You should be able to set your code editor or IDE to either remove or highlight end-of-line spaces.
Comment #10
Saphyel CreditAttribution: Saphyel as a volunteer commentedComment #11
Saphyel CreditAttribution: Saphyel as a volunteer commentedFixed #9, good work guys!
Comment #12
jhodgdonLooks good now, thanks everyone!
Comment #13
catchThese are the actual header names, which is what's referred to in the docs, I don't think we should just switch to referring to the constants here.
Comment #14
patrick_duroldCould you please elaborate? The values that look like constants are the actual header names accepted by Drupal. What do you propose instead?
Comment #17
chipway CreditAttribution: chipway at Chipway commentedThanks all,
Here is a new patch suggestion.
Comment #19
Munavijayalakshmi CreditAttribution: Munavijayalakshmi at Valuebound commentedComment #20
catchI still think the comments should match the actual HTTP headers rather than the constants here since that's what they're referring to.
Comment #21
chipway CreditAttribution: chipway at Chipway commentedThanks Catch,
I try to understand. As we speak about custom proxy headers, we can't use the ones from https://tools.ietf.org/html/rfc7239.
Do you mean something like the following?
+# $settings['reverse_proxy_header'] = 'Your-Customized-X-Forwarded-For';
or
+# $settings['reverse_proxy_header'] = 'X-Forwarded-For-Customized';
Comment #22
Munavijayalakshmi CreditAttribution: Munavijayalakshmi at Valuebound commentedComment #25
tunic@Catch can you clarify what is the problem? I'm not sure what fix is needed. See #21.
Not a functional bug, but it's not good for Drupal to have such errors in the official example configuration file.
Comment #27
O'Briat CreditAttribution: O'Briat as a volunteer and at Capgemini for SNCF, E.voyageurs Technologies commentedThere's another issue about this wording: https://www.drupal.org/project/drupal/issues/3017957
- For X_FORWARDED_HOST, I suggest to use "the original host requested by the client" instead of "the client host"

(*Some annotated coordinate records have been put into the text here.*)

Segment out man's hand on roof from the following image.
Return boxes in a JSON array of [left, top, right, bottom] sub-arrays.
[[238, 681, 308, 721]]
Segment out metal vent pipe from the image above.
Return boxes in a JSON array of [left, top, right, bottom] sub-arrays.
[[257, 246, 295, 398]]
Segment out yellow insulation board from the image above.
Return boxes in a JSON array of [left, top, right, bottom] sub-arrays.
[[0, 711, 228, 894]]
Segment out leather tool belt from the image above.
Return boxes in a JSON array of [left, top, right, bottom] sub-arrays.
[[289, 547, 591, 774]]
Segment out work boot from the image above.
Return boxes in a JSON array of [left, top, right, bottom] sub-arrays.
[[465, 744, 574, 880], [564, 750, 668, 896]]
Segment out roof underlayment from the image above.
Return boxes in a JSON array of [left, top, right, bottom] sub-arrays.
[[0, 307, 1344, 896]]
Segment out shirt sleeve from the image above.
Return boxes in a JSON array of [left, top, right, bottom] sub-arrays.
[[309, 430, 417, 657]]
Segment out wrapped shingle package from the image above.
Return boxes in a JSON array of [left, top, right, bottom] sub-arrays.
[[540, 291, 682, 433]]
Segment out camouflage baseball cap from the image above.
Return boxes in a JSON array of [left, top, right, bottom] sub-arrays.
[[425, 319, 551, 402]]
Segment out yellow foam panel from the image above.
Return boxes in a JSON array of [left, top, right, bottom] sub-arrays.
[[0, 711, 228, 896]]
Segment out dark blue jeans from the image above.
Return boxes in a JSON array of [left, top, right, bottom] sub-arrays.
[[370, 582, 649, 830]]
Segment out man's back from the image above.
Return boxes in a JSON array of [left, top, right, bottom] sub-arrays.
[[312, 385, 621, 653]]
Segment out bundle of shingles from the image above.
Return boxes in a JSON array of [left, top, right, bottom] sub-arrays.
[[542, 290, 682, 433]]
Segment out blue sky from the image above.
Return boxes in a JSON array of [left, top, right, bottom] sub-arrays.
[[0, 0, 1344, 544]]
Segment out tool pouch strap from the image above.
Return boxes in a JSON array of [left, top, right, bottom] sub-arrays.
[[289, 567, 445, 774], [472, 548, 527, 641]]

- For X_FORWARDED_PORT, I suggest to use "the original port requested by the client" instead of "the client port"
Comment #33
dipakmdhrm CreditAttribution: dipakmdhrm as a volunteer and at QED42 for Drupal India Association commentedThis issue is probably outdated now because of #3030501
As part of #3030501:
Following settings were deprecated and their documentation was removed from
default.settings.php
reverse_proxy_header
reverse_proxy_proto_header
reverse_proxy_host_header
reverse_proxy_port_heade
reverse_proxy_forwarded_header
Which fixes the all the documentation issues mentioned here.
Comment #34
dipakmdhrm CreditAttribution: dipakmdhrm as a volunteer and at QED42 for Drupal India Association commentedClosing because of the above comment. Feel free to reopen if you disagree.